The ships and Marines are showing up at a time when the need for U.S. military support appears to be slowing dramatically.

They replace the USS George Washington aircraft carrier strike group, which carried 23 helicopters and had been transporting food, water, personnel and equipment to typhoon victims.

Luga, in a joint statement issued Friday by U.S. and Philiippine forces overseeing relief efforts, said the aircraft carrier had played an important role in air transport when most airports were nonoperational in areas ravaged by the storm.

In Guiuan, which, along with Tacloban, which has been a major hub for airlifts of food and water for typhoon survivors, officials said that the U.S. military is in the process of handing the airfield over to locals.

A battalion of Philippine troops arrived Thursday to take over security duties from U.S. Marines, who had been there for about a week.

On Friday morning, the Marines packed their tents and emptied jet fuel from a Forward Aircraft Refueling Point into aircraft parked on the flightline. About 30 Marines boarded two of the V-22 Ospreys and left for Okinawa by way of Clark Air Base that afternoon.

John Patterson, the U.S. Agency for International Development military liaison in Guiuan, said the U.S. military had filled a gap by airlifting food and water before roads could be opened for trucks and Philippine air force helicopters arrived.

“It (aid delivery) is transitioning from U.S. military helicopters to, primarily, trucks run by the local government,” he said.

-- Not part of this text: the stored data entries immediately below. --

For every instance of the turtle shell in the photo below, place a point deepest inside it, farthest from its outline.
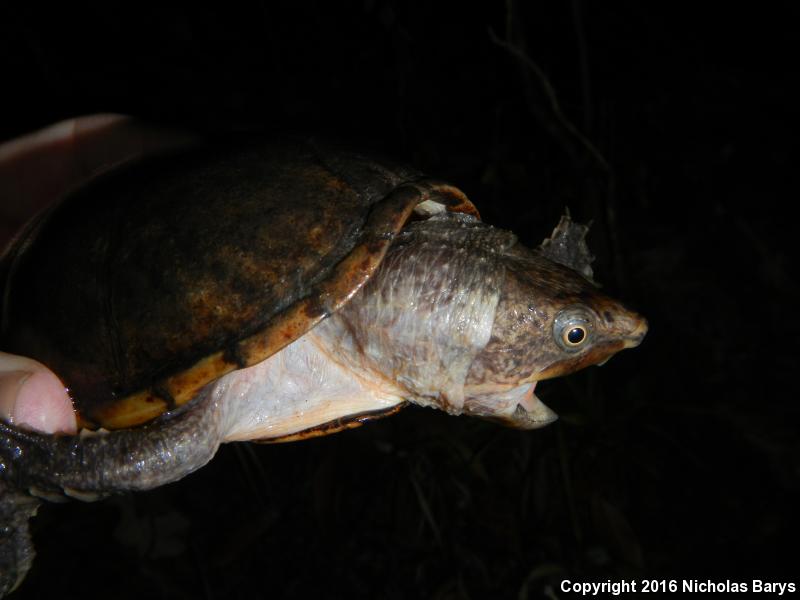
(157, 279)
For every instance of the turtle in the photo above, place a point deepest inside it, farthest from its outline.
(275, 291)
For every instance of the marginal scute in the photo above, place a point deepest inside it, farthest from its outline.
(189, 267)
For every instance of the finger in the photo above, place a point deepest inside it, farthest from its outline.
(41, 167)
(32, 397)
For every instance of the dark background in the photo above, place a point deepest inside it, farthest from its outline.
(675, 135)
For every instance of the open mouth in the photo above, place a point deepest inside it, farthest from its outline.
(535, 412)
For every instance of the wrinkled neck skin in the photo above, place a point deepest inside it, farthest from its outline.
(429, 312)
(458, 317)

The military effort is drawing down dramatically in Guiuan, Patterson said.

“We have worked the last couple of days to do a transition and slowly pull back,” he said. “We don’t want people to feel we just up and left.”

The joint statement said the Ashland and the Germantown carry landing craft that can move large amounts of cargo and equipment ashore, while the Marines on board bring heavy equipment that could be used to move debris.

“These are more suitable assets, and combined with the naval vessels from Japan, Australia, and other nations, we continue to be postured to help wherever the Philippine Government and the Armed Forces of the Philippines needs us,” U.S. Marine Lt. Gen. John Wissler, the commander of the U.S. relief effort, said in the statement.